His side faces a tough ask to qualify for the 2013 East Asian Cup after an unspectacular opening two qualifiers, but Osieck maintains he has made the right selection decisions
|By PADDY HIGGS
Holger Osieck will hand the younger members of his Australia squad opportunities in the Socceroos' final two EAFF East Asian Cup qualifiers, having resisting the urge to do so earlier in the campaign to avoid a "negative experience".
Australia face a battle to earn a place in the tournament in South Korea in July, 2013 after being held to a 1-1 draw with North Korea on Wednesday.
The Socceroos have struggled to convince in their two matches in Hong Kong, with Osieck criticised for not handing his younger, more attacking players such as Eli Babalj, Tom Rogic and Aaron Mooy substantial roles.
But the German has stood by his policy of relying on the experienced element of his largely A-League-based squad.
"The young boys that haven't played until now will get the opportunity. I can tell you, if I have played the young boys today with their lack of experience, it would have been a negative experience for us," he told reporters.
"We still need the senior players to guide."
The Socceroos are second behind North Korea on the standings, with the leaders possessing a far better goal difference than the chasing pack.
Australia - with Guam to come on Friday - have a match in hand, and will be hoping North Korea slip up in their final qualifier against Hong Kong.
Having seen his side struggle past Hong Kong 1-0 in their qualifying opener, Osieck believes the hosts will present a challenge for North Korea and may ensure the battle to finish top of the standings may not come down to goal difference after all.
"First of all, you have to consider [North] Korea, they have to play Hong Kong, and Hong Kong are a very ambitious team. We could experience that ourselves [in the 1-0 win on Monday]," he said.
"I don't think they give the points away, so I'm not sure whether the goal difference will be the decisive factor."

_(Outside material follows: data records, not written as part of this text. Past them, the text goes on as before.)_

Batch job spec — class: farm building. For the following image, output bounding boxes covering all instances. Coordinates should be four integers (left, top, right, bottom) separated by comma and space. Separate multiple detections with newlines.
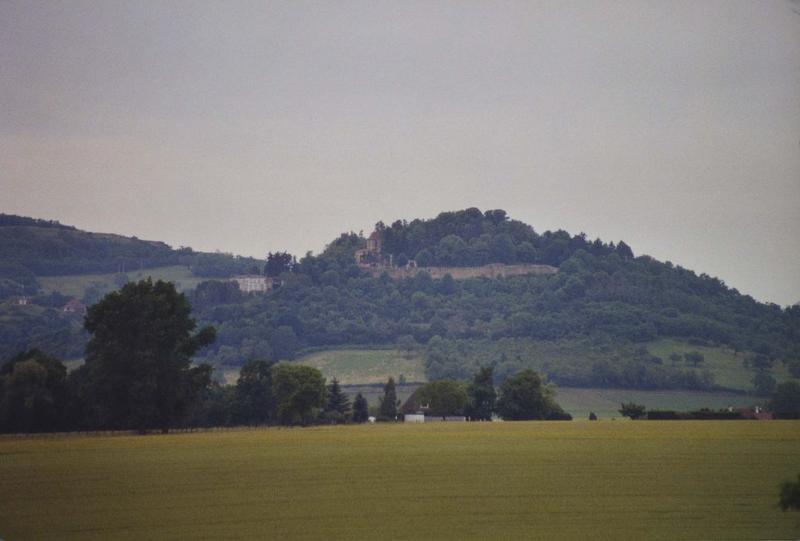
62, 298, 86, 314
231, 275, 273, 293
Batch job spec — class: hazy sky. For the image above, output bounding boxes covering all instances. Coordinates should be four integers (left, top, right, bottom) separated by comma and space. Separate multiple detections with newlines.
2, 1, 798, 305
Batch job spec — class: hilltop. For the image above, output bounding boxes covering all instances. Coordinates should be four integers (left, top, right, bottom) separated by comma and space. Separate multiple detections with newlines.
1, 208, 798, 393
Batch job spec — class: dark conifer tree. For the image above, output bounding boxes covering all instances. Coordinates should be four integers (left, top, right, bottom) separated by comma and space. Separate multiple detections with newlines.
379, 377, 398, 420
352, 393, 369, 423
327, 377, 350, 416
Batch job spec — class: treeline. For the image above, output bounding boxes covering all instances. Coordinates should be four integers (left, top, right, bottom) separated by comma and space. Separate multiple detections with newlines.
0, 348, 369, 433
401, 367, 571, 421
194, 242, 798, 389
0, 214, 261, 283
377, 208, 633, 267
0, 349, 571, 433
0, 214, 75, 229
3, 209, 799, 393
423, 337, 717, 391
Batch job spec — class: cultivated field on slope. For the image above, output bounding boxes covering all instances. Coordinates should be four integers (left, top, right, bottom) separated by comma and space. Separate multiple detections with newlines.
1, 422, 798, 540
648, 338, 794, 391
296, 348, 427, 385
341, 384, 762, 418
300, 339, 788, 394
38, 265, 204, 298
553, 387, 762, 419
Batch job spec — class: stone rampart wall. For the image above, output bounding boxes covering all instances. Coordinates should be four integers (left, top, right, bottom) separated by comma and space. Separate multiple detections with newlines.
364, 263, 558, 280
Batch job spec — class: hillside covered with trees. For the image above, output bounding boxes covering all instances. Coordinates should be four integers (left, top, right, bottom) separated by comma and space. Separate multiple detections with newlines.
1, 209, 798, 394
0, 213, 261, 286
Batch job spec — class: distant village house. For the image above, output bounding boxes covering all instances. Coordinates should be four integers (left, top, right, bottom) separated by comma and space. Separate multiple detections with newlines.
62, 298, 86, 314
231, 275, 274, 294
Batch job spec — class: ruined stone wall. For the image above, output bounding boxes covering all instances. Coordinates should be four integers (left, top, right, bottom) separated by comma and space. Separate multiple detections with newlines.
365, 262, 558, 280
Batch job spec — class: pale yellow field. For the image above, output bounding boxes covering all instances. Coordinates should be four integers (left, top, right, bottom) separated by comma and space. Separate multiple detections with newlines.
1, 421, 798, 540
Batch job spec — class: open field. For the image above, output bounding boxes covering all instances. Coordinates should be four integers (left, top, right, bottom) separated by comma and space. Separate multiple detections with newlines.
38, 265, 204, 298
554, 387, 762, 419
296, 348, 427, 385
648, 338, 794, 391
299, 339, 787, 394
1, 422, 798, 540
344, 384, 763, 418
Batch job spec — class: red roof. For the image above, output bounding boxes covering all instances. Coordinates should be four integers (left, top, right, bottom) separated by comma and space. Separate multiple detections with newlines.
63, 299, 85, 312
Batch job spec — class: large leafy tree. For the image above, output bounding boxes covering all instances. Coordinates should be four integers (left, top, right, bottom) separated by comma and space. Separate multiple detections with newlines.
417, 379, 469, 417
496, 369, 568, 420
0, 349, 68, 433
467, 365, 496, 421
768, 381, 800, 419
271, 364, 326, 425
83, 279, 215, 432
264, 251, 295, 277
235, 359, 275, 425
619, 402, 647, 420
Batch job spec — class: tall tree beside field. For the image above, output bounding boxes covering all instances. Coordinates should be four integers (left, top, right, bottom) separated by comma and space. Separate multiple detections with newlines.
0, 349, 68, 433
466, 365, 496, 420
619, 402, 647, 420
83, 279, 216, 433
323, 377, 350, 423
271, 364, 326, 425
379, 377, 399, 420
768, 381, 800, 419
496, 369, 569, 421
417, 379, 468, 417
352, 393, 369, 423
235, 359, 275, 425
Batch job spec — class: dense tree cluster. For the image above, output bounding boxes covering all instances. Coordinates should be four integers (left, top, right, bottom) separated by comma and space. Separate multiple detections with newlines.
2, 209, 798, 396
495, 369, 571, 420
0, 215, 260, 300
192, 232, 796, 390
0, 281, 372, 433
377, 208, 633, 267
768, 381, 800, 419
0, 304, 86, 360
401, 366, 567, 421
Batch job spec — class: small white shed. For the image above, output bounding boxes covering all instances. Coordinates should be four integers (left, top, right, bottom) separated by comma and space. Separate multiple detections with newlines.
404, 414, 425, 423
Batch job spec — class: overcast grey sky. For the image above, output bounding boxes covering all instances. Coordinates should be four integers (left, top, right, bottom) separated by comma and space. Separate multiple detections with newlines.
1, 1, 798, 305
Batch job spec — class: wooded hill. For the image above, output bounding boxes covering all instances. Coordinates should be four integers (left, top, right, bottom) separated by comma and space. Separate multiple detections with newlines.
1, 209, 798, 392
0, 214, 261, 294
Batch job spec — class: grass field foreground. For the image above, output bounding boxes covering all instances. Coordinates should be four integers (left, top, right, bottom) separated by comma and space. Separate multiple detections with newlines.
1, 421, 798, 540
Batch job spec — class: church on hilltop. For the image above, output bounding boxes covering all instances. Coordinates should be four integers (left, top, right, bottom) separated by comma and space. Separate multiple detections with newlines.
354, 230, 393, 268
353, 228, 558, 280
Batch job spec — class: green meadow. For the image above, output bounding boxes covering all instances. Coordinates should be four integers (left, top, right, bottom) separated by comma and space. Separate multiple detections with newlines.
554, 387, 761, 419
38, 265, 203, 298
296, 348, 427, 385
1, 421, 798, 540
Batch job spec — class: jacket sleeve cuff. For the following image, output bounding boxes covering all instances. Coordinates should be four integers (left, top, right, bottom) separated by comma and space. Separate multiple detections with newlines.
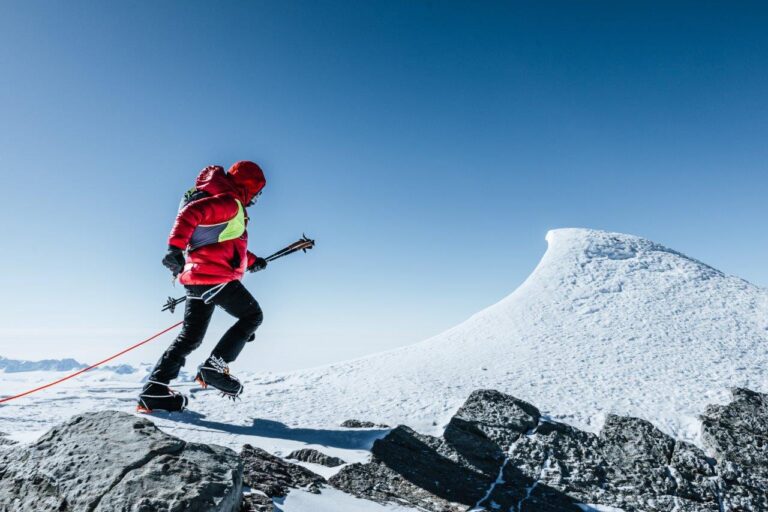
246, 251, 257, 268
168, 239, 187, 250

Australia took a fifth-minute lead against North Korea before tiring visibly, and Osieck conceded fatigue had been a factor for an outfield 10 that had also started against Hong Kong two days earlier.
"But I think at the end of the game, they bounce back and they showed great spirit and determination, and I think it was unfortunate that we could not score," he said.
"The players tried very hard and I have to give them a lot of credit."